Honraria aprovada na Alerj é uma homenagem pelos 43 anos de fundação do periódico

O deputado estadual Welberth Rezende (PPS), que preside a Comissão Permanente de Turismo da Assembleia Legislativa do Estado do Rio de Janeiro (Alerj), esteve na noite da última segunda-feira (13) na redação do Jornal O DEBATE para fazer a entrega da Moção de Aplausos e Congratulações pelos 43 anos de fundação do periódico. O parlamentar entregou a honraria em mãos ao diretor-presidente Oscar Pires.

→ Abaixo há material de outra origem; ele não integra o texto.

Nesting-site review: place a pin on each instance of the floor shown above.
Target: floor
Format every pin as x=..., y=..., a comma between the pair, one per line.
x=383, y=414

Welberth destaca na proposição que: “O Debate, fundado em 01 de Maio de 1976, se aproximou cada vez mais da representatividade da data de seu nascimento: o Dia do Trabalhador. Ao longo de 43 anos, o jornal tornou-se referência como o mais importante da Região Norte Fluminense, celebrando conquistas, sucessos e superação. Através da visão vanguardista do jornalista Oscar Pires, o jornal O DEBATE surge como testemunha ocular do começo do progresso que reverbera na economia das milhares de cidades brasileiras. Pelas páginas de O DEBATE foram registrados nomes de profissionais importantes para a consolidação da indústria do petróleo como a principal base da economia brasileira, lideranças políticas responsáveis pela transformação da infraestrutura urbana e social da cidade, personalidades que reconhecem a capacidade do município em suportar todas as atividades que despertam a cobiça de municípios que almejam se tornar ricos, sem o merecimento do trabalho, principal fato celebrado neste 1º de maio de 2019″.

Emocionado, o jornalista Oscar Pires agradeceu as palavras do deputado: “É um prazer enorme receber uma homenagem que foi aprovada e concedida pela Assembleia Legislativa do Estado do Rio de Janeiro. Este reconhecimento por todo o nosso trabalho diário é gratificante. Esta placa vai para um lugar especial na parede”, confessou.

Welberth Rezende destacou que “nas matérias de O DEBATE estão registrados também os principais discursos das personalidades políticas que passaram pela gestão do município e do Estado ao longo dos últimos 43 anos, nomes de lideranças políticas que se tornaram responsáveis por partes importantes da história de Macaé como a Capital Nacional do Petróleo. Seja de forma positiva, seja pelos desafios criados ao longo dos anos, Macaé e região estão presentes nas páginas de O DEBATE que resiste ao tempo, supera as adversidades, se mantém como a vitrine de Macaé, seja como Princesinha do Atlântico, seja como a Capital Nacional do Petróleo. Por sua destacada trajetória nesses 43 anos de existência, o Jornal O DEBATE é merecedor desta nobre honraria”.